What I love about Bourgeois, besides her work is her habit of working in different media at different times in her life. Growing up in art school in the 1970s was all about finding one thing to do and stick to it. This artist is my mirror to breaking that rule and she did it so well.
I also love how prolific she was. Something I aspire to and hope to make my own habit.
Everyone needs protection from their demons. Those demons can be real, like an abuser or they can be perceived, like a lack of confidence. They are not all easy to identify. We humans find ways to hide from these demons. It can be a closet in the attic or it can be a crowd at the bar. I like to cover up with fabric, paper, armored surfaces, and more. I create the small spaces that can hold secrets, secrets/demons that I am hiding from or secrets that I have created to cover up the real demon.
Part of the development from child to young adult is to find or create a space of one’s own, a preparation for the inevitable move away from parents to independence. Within that space, we develop our hidden spaces as well that keep safe many of our secrets.
Each piece of paper that I use in my wall installations represents a safe space for my secrets. Each piece has been touched by me. I rip the paper, soak it in an ink bath, ring it out and hang it up to dry. Once dry, I take down each piece, one at a time and lovingly press out the wrinkles by hand and stack them 50 -100 high. I keep count of them like this — 375/2325 — the first number is how many I have made and the second number is how many I have left to make for that particular installation.
Trying to figure out the best use of my Saturday is stressful, to say the least. With all of the events that revolve around friends and institutions that I want to support—exhibitions, lectures, receptions—it is difficult to find free time in the studio. I want to support everyone who supports me, a long list, but how do I fit it all in?

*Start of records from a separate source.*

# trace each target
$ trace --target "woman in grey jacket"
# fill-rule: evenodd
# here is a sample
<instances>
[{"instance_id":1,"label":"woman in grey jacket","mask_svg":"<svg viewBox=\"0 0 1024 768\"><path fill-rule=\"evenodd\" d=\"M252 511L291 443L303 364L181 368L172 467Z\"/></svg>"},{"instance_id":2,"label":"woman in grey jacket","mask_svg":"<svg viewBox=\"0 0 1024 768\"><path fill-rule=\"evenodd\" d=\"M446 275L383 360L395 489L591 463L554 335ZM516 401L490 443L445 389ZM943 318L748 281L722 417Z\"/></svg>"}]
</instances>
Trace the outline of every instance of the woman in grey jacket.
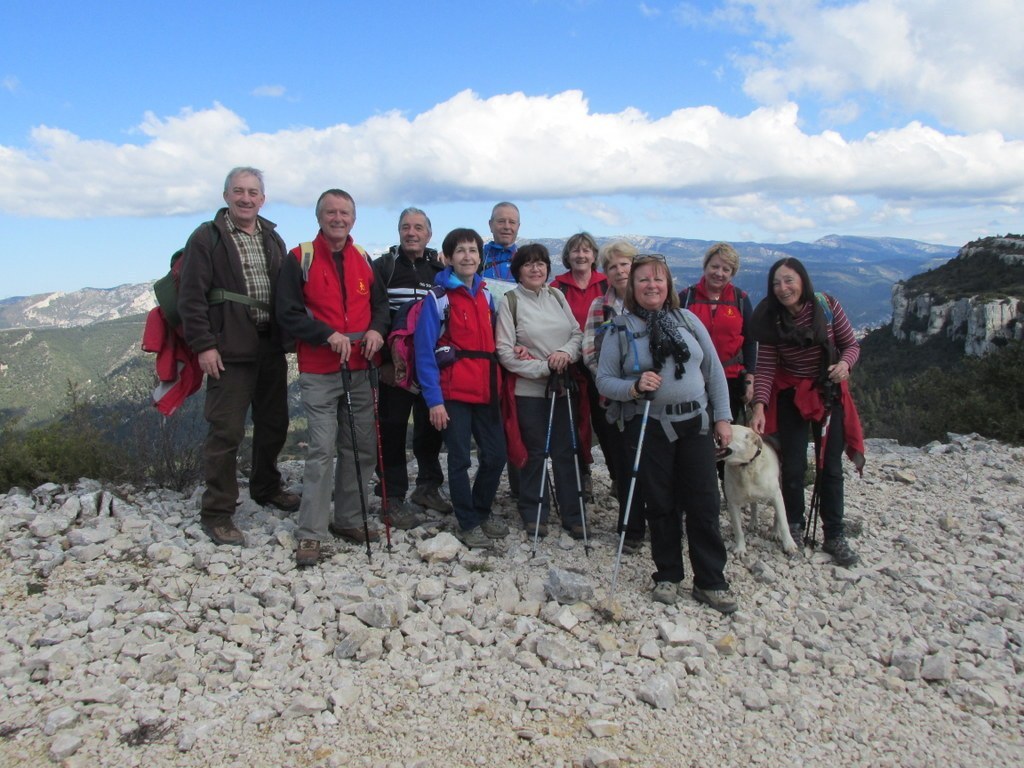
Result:
<instances>
[{"instance_id":1,"label":"woman in grey jacket","mask_svg":"<svg viewBox=\"0 0 1024 768\"><path fill-rule=\"evenodd\" d=\"M634 456L643 401L650 400L637 482L657 567L653 598L672 605L679 597L685 512L693 597L732 613L715 471L715 443L724 448L732 438L725 372L707 329L679 309L664 259L633 262L625 305L628 313L615 318L601 347L597 388L622 409L626 449Z\"/></svg>"},{"instance_id":2,"label":"woman in grey jacket","mask_svg":"<svg viewBox=\"0 0 1024 768\"><path fill-rule=\"evenodd\" d=\"M527 451L519 477L519 515L532 533L539 510L543 534L547 532L549 503L548 494L540 493L547 487L544 446L551 414L548 382L552 375L568 375L571 364L580 359L583 331L562 292L547 285L551 271L547 248L539 243L524 245L512 257L511 270L518 285L505 294L498 308L494 341L499 362L517 376L516 413ZM578 392L569 396L578 396ZM578 402L573 403L573 412L579 413ZM551 420L550 455L562 527L573 538L581 539L583 519L564 394L557 396Z\"/></svg>"}]
</instances>

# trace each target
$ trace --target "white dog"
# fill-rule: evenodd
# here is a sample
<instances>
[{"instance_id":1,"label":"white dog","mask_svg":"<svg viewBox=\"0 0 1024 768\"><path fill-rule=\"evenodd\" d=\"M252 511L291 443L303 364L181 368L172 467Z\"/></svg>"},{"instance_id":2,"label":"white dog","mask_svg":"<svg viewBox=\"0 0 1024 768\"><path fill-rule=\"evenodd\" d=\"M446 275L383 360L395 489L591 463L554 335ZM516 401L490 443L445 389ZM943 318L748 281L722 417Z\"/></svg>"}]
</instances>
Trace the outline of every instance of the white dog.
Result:
<instances>
[{"instance_id":1,"label":"white dog","mask_svg":"<svg viewBox=\"0 0 1024 768\"><path fill-rule=\"evenodd\" d=\"M786 554L795 554L798 547L789 533L786 505L779 486L781 465L775 450L754 430L734 425L732 440L723 453L719 458L725 461L725 498L732 533L736 537L733 553L742 556L747 551L741 507L750 504L751 516L757 520L756 502L767 501L775 507L775 536L782 542Z\"/></svg>"}]
</instances>

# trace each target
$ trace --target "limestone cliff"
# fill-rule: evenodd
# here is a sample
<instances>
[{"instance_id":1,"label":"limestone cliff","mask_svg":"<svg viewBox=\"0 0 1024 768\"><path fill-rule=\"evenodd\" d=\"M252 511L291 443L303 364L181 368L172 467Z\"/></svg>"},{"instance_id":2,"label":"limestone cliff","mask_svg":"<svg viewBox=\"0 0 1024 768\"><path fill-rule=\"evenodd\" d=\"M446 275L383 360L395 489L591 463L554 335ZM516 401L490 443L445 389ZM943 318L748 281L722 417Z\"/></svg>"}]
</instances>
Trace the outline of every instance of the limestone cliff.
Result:
<instances>
[{"instance_id":1,"label":"limestone cliff","mask_svg":"<svg viewBox=\"0 0 1024 768\"><path fill-rule=\"evenodd\" d=\"M1022 297L1024 237L977 240L948 263L893 286L893 334L915 344L945 334L963 341L965 354L984 355L1024 340Z\"/></svg>"}]
</instances>

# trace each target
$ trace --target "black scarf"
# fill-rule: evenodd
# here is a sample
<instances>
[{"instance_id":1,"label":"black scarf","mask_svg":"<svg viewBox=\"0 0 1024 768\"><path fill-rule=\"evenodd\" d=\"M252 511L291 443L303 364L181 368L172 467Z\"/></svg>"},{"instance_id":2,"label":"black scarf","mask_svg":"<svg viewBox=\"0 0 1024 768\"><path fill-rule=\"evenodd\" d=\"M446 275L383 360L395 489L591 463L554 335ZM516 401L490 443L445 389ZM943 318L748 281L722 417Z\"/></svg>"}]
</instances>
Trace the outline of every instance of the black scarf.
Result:
<instances>
[{"instance_id":1,"label":"black scarf","mask_svg":"<svg viewBox=\"0 0 1024 768\"><path fill-rule=\"evenodd\" d=\"M785 307L772 297L766 296L761 299L750 316L750 335L759 344L788 344L801 348L821 346L825 350L822 363L826 366L832 365L838 355L828 338L828 320L817 296L811 302L814 307L811 324L797 325L793 322L793 315Z\"/></svg>"},{"instance_id":2,"label":"black scarf","mask_svg":"<svg viewBox=\"0 0 1024 768\"><path fill-rule=\"evenodd\" d=\"M676 378L683 378L683 363L690 359L690 348L679 334L679 325L674 313L664 308L652 312L637 307L633 314L647 323L654 370L660 371L665 361L672 357L676 361Z\"/></svg>"}]
</instances>

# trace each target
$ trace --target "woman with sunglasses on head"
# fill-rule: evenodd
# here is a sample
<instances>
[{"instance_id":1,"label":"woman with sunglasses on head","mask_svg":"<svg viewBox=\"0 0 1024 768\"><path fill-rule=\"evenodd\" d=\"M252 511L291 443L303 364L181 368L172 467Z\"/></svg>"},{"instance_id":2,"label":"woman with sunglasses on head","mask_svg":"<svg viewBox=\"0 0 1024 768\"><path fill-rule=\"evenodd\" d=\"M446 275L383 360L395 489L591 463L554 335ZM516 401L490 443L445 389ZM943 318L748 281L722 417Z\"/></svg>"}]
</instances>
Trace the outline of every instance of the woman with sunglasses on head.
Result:
<instances>
[{"instance_id":1,"label":"woman with sunglasses on head","mask_svg":"<svg viewBox=\"0 0 1024 768\"><path fill-rule=\"evenodd\" d=\"M601 345L608 333L612 320L625 311L626 288L629 286L629 270L633 266L637 250L625 240L606 243L600 250L601 271L608 276L608 291L591 303L583 326L583 362L594 381L594 392L597 393L597 363L601 356ZM629 475L633 467L633 456L626 451L622 440L622 420L618 418L618 409L612 418L608 416L608 401L597 397L596 408L591 410L594 432L601 423L607 432L601 441L608 464L608 474L612 479L612 487L619 502L619 522L616 530L622 532L623 520L626 516L626 502L629 500ZM600 439L600 438L598 438ZM622 542L622 551L633 553L643 545L647 528L644 524L643 494L640 489L633 489L633 501L626 526L626 538Z\"/></svg>"},{"instance_id":2,"label":"woman with sunglasses on head","mask_svg":"<svg viewBox=\"0 0 1024 768\"><path fill-rule=\"evenodd\" d=\"M668 605L679 598L685 512L691 594L732 613L736 602L725 579L715 471L715 444L724 448L732 438L722 363L700 320L679 308L663 258L641 256L633 262L625 308L601 346L597 387L619 404L626 450L631 456L640 451L637 481L657 568L652 597Z\"/></svg>"},{"instance_id":3,"label":"woman with sunglasses on head","mask_svg":"<svg viewBox=\"0 0 1024 768\"><path fill-rule=\"evenodd\" d=\"M858 470L864 466L864 436L848 386L850 369L860 358L853 326L839 302L815 293L807 269L789 257L768 271L768 295L754 310L751 329L759 346L750 427L758 434L778 434L782 443L782 499L790 533L799 541L806 522L810 427L816 457L820 441L825 443L816 478L822 549L838 565L856 565L860 558L844 535L842 467L844 448Z\"/></svg>"}]
</instances>

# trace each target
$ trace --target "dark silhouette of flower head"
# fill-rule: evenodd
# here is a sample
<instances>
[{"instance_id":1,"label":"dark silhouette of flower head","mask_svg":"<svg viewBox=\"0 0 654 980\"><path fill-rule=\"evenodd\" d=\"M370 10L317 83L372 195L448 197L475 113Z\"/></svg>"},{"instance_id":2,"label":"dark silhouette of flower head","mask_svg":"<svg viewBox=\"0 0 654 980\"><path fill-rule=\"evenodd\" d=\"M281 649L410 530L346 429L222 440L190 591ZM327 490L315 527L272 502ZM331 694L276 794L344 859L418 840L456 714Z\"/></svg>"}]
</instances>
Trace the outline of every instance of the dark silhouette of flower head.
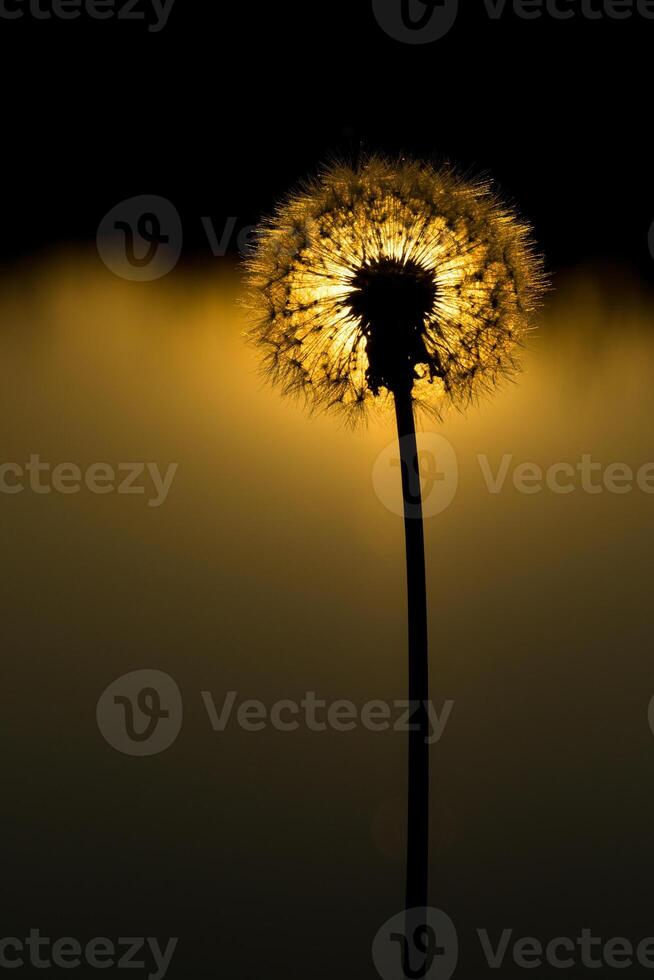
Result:
<instances>
[{"instance_id":1,"label":"dark silhouette of flower head","mask_svg":"<svg viewBox=\"0 0 654 980\"><path fill-rule=\"evenodd\" d=\"M376 156L289 197L248 273L273 381L353 422L407 391L438 415L492 388L545 285L529 227L488 182Z\"/></svg>"}]
</instances>

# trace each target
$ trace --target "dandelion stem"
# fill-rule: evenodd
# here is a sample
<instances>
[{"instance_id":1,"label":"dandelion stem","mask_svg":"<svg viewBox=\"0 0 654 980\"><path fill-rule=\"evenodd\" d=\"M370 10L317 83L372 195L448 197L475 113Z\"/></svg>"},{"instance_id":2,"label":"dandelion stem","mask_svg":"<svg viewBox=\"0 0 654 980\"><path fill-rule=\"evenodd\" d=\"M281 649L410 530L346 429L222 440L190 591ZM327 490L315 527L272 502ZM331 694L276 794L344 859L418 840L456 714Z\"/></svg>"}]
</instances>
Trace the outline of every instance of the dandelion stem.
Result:
<instances>
[{"instance_id":1,"label":"dandelion stem","mask_svg":"<svg viewBox=\"0 0 654 980\"><path fill-rule=\"evenodd\" d=\"M400 444L404 534L406 541L409 623L409 700L413 708L409 733L406 908L426 908L429 868L429 658L427 586L420 467L409 387L395 395Z\"/></svg>"}]
</instances>

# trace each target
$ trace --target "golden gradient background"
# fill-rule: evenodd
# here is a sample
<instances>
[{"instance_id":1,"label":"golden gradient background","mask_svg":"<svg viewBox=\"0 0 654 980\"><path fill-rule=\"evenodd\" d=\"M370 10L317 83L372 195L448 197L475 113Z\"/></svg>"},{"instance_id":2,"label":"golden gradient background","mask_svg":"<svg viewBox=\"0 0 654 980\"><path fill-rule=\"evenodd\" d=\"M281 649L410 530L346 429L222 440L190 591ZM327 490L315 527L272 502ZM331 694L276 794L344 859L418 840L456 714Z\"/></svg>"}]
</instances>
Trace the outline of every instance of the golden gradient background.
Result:
<instances>
[{"instance_id":1,"label":"golden gradient background","mask_svg":"<svg viewBox=\"0 0 654 980\"><path fill-rule=\"evenodd\" d=\"M432 698L455 702L432 893L463 976L476 927L654 934L654 496L492 496L476 460L654 461L654 304L608 272L556 281L518 384L438 428L460 487L426 528ZM0 462L179 463L159 509L0 495L3 934L179 936L170 977L372 977L404 737L217 734L200 691L405 696L402 522L371 479L393 422L353 434L262 384L237 293L224 263L138 284L83 252L2 280ZM151 759L95 721L142 667L184 697Z\"/></svg>"}]
</instances>

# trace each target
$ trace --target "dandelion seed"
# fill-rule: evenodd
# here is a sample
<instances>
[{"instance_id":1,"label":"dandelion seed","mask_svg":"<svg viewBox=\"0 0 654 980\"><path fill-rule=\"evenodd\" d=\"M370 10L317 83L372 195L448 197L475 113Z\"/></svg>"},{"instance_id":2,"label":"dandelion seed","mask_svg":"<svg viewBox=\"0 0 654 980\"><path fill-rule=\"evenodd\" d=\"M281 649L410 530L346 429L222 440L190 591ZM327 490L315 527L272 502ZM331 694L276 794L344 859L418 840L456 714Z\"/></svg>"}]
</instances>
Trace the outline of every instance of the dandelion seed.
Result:
<instances>
[{"instance_id":1,"label":"dandelion seed","mask_svg":"<svg viewBox=\"0 0 654 980\"><path fill-rule=\"evenodd\" d=\"M352 423L399 390L440 416L511 376L544 286L528 226L488 182L381 157L291 196L248 268L272 380Z\"/></svg>"}]
</instances>

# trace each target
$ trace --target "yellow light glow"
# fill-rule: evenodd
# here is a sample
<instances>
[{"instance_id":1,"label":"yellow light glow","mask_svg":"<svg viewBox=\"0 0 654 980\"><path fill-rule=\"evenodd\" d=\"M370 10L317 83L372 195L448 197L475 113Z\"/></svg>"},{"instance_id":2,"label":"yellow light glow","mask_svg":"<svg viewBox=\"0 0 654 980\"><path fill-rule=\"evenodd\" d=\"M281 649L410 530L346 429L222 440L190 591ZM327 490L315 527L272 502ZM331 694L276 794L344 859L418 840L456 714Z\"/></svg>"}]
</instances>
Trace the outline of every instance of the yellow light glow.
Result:
<instances>
[{"instance_id":1,"label":"yellow light glow","mask_svg":"<svg viewBox=\"0 0 654 980\"><path fill-rule=\"evenodd\" d=\"M435 288L414 400L435 413L469 402L517 367L545 285L529 235L487 183L449 170L379 157L331 168L262 227L249 262L252 335L268 372L351 419L384 405L390 393L370 390L348 296L362 267L393 259L418 265Z\"/></svg>"}]
</instances>

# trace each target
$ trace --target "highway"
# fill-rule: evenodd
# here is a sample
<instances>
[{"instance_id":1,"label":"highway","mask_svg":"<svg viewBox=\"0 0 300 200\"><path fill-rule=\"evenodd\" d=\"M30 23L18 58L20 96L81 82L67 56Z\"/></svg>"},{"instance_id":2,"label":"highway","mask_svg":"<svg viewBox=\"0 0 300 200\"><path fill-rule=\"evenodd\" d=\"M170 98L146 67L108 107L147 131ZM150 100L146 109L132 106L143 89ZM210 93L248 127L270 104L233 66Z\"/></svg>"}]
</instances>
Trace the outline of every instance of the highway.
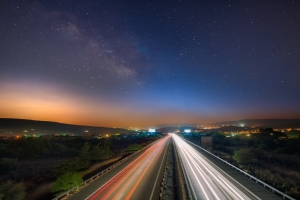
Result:
<instances>
[{"instance_id":1,"label":"highway","mask_svg":"<svg viewBox=\"0 0 300 200\"><path fill-rule=\"evenodd\" d=\"M193 199L260 199L179 136L172 134L172 137L191 186Z\"/></svg>"},{"instance_id":2,"label":"highway","mask_svg":"<svg viewBox=\"0 0 300 200\"><path fill-rule=\"evenodd\" d=\"M68 199L158 199L170 139L157 141Z\"/></svg>"}]
</instances>

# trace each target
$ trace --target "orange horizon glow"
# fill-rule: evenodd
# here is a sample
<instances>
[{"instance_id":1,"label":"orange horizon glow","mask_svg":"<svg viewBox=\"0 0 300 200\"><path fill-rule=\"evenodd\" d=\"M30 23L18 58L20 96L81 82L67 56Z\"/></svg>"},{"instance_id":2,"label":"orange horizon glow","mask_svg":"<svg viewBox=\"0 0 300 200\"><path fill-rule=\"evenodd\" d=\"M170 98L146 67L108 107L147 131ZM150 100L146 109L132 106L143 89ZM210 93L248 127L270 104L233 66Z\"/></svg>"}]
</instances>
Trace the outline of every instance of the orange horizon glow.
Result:
<instances>
[{"instance_id":1,"label":"orange horizon glow","mask_svg":"<svg viewBox=\"0 0 300 200\"><path fill-rule=\"evenodd\" d=\"M141 109L135 103L114 103L68 92L57 85L10 83L0 86L0 117L102 127L155 127L240 120L237 115L208 115L158 107ZM67 92L66 92L67 91ZM250 117L249 117L250 116ZM249 118L284 118L283 113L249 113ZM226 117L226 118L225 118Z\"/></svg>"}]
</instances>

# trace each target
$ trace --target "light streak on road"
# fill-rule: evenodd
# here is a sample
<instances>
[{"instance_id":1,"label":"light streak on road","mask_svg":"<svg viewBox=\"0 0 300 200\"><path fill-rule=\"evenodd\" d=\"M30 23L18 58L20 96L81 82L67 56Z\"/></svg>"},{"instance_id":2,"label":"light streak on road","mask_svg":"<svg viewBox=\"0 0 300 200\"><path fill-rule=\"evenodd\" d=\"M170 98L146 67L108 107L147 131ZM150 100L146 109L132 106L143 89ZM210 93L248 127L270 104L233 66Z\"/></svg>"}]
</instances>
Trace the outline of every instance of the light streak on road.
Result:
<instances>
[{"instance_id":1,"label":"light streak on road","mask_svg":"<svg viewBox=\"0 0 300 200\"><path fill-rule=\"evenodd\" d=\"M259 199L179 136L172 137L195 199Z\"/></svg>"},{"instance_id":2,"label":"light streak on road","mask_svg":"<svg viewBox=\"0 0 300 200\"><path fill-rule=\"evenodd\" d=\"M156 164L153 161L162 153L166 153L166 145L169 143L171 136L167 136L156 142L147 149L142 155L131 162L122 171L112 177L109 181L98 188L86 200L95 199L131 199L133 194L140 190L139 184L148 172L149 168ZM160 164L160 163L159 163ZM158 176L158 172L156 173ZM154 185L149 185L147 190L154 190ZM152 191L153 194L153 191ZM152 196L151 194L151 196ZM141 197L142 199L143 197Z\"/></svg>"}]
</instances>

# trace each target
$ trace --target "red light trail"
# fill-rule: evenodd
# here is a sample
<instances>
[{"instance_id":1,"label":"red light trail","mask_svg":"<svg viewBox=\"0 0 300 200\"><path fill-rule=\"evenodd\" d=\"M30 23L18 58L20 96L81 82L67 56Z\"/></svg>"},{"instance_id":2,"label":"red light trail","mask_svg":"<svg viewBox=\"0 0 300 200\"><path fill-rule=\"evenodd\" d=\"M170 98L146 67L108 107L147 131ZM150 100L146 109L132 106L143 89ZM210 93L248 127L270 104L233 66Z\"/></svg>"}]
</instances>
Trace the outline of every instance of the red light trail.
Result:
<instances>
[{"instance_id":1,"label":"red light trail","mask_svg":"<svg viewBox=\"0 0 300 200\"><path fill-rule=\"evenodd\" d=\"M169 139L170 136L153 144L86 199L131 199L134 193L139 190L140 183L147 172L150 171L151 166L156 163L155 159L165 152Z\"/></svg>"}]
</instances>

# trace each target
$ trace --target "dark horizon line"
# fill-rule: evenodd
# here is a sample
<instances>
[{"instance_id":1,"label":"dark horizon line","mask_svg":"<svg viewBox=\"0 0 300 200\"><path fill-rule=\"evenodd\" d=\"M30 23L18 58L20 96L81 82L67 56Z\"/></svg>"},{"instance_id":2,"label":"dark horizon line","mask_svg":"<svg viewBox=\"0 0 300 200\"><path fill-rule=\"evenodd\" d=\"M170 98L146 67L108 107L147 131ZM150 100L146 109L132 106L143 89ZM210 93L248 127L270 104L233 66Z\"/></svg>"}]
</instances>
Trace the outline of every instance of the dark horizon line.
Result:
<instances>
[{"instance_id":1,"label":"dark horizon line","mask_svg":"<svg viewBox=\"0 0 300 200\"><path fill-rule=\"evenodd\" d=\"M98 127L98 128L120 128L120 129L129 129L130 126L127 127L111 127L111 126L104 126L104 125L100 125L100 126L95 126L95 125L84 125L84 124L70 124L70 123L64 123L64 122L57 122L57 121L45 121L45 120L36 120L36 119L24 119L24 118L6 118L6 117L0 117L0 120L24 120L24 121L32 121L32 122L46 122L46 123L56 123L56 124L64 124L64 125L72 125L72 126L85 126L85 127ZM190 123L172 123L172 124L160 124L160 125L153 125L153 126L147 126L149 127L153 127L153 128L167 128L167 127L175 127L175 126L179 126L179 127L184 127L184 126L200 126L200 125L216 125L216 124L228 124L228 123L237 123L240 121L254 121L254 120L299 120L300 118L257 118L257 119L240 119L240 120L232 120L232 121L219 121L219 122L213 122L213 123L206 123L206 124L190 124ZM245 126L246 127L246 126ZM143 126L143 128L145 128L145 126Z\"/></svg>"}]
</instances>

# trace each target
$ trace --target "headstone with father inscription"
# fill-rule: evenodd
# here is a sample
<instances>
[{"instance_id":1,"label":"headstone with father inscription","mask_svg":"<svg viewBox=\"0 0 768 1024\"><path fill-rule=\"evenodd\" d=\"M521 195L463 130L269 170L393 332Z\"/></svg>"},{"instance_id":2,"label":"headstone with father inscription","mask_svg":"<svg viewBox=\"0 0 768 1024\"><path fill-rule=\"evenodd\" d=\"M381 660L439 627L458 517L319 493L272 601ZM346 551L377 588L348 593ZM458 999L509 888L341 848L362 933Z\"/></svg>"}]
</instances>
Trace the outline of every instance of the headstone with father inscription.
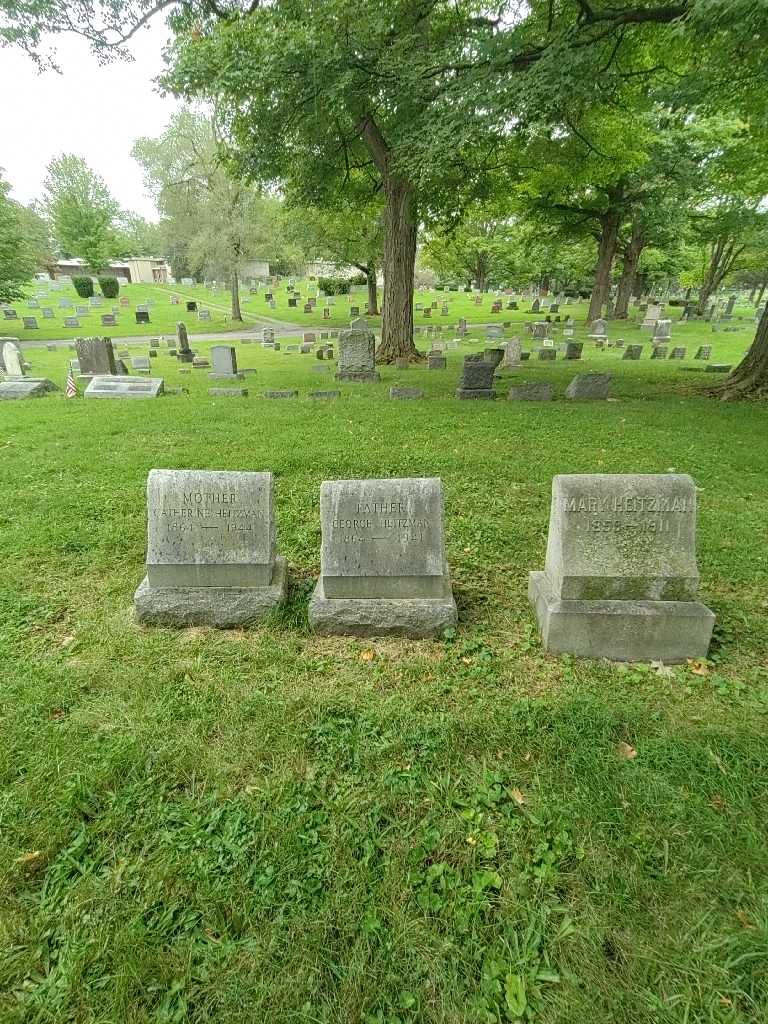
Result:
<instances>
[{"instance_id":1,"label":"headstone with father inscription","mask_svg":"<svg viewBox=\"0 0 768 1024\"><path fill-rule=\"evenodd\" d=\"M147 525L139 622L241 626L285 599L271 473L153 469Z\"/></svg>"},{"instance_id":2,"label":"headstone with father inscription","mask_svg":"<svg viewBox=\"0 0 768 1024\"><path fill-rule=\"evenodd\" d=\"M715 616L696 600L698 584L691 477L554 478L546 563L528 588L547 650L611 661L704 657Z\"/></svg>"},{"instance_id":3,"label":"headstone with father inscription","mask_svg":"<svg viewBox=\"0 0 768 1024\"><path fill-rule=\"evenodd\" d=\"M24 357L21 349L14 340L8 340L3 345L3 366L9 377L24 376Z\"/></svg>"},{"instance_id":4,"label":"headstone with father inscription","mask_svg":"<svg viewBox=\"0 0 768 1024\"><path fill-rule=\"evenodd\" d=\"M131 376L108 374L93 377L85 389L86 398L158 398L163 393L163 378L136 380Z\"/></svg>"},{"instance_id":5,"label":"headstone with father inscription","mask_svg":"<svg viewBox=\"0 0 768 1024\"><path fill-rule=\"evenodd\" d=\"M456 625L437 478L326 480L317 633L439 636Z\"/></svg>"}]
</instances>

And so each Saturday, I approach the day with a bit of resentment and a bit of resignation. And I wonder if the issue is not mine. Do I even want to go the studio on Saturday or do I want to take the day off? Don’t I need at least one day when I can stop everything—designing, learning, experimenting, teaching, sculpting, planning, applying, writing, invoicing—when do I make time for myself to sleep late, go to brunch, catch some shows and lectures, see a movie, cook dinner, catch up with my children.
I think back to days before marriage and children. Before I had in-laws to consider and before I added the needs of children into the mix. I remember living on 23rd Street in NYC where my soon-to-be husband and I would buy some fruit, fry some eggs and listen to music as we ate a late lazy Saturday morning breakfast. It has been a long time since I felt that slow in the morning, without any deadlines reminding me to hurry up, time’s a wasting.
How do I get back to that time of slow mornings, filling the rest of the week with fulfilling time in the studio, not going to a job anymore so I will have time in the studio? Time to renew my commitment to studio time. Time to block out all mornings for exercise and my work and not give in to the whims and demands of earning an income. Time to take back Saturday for recovering from the long intense week.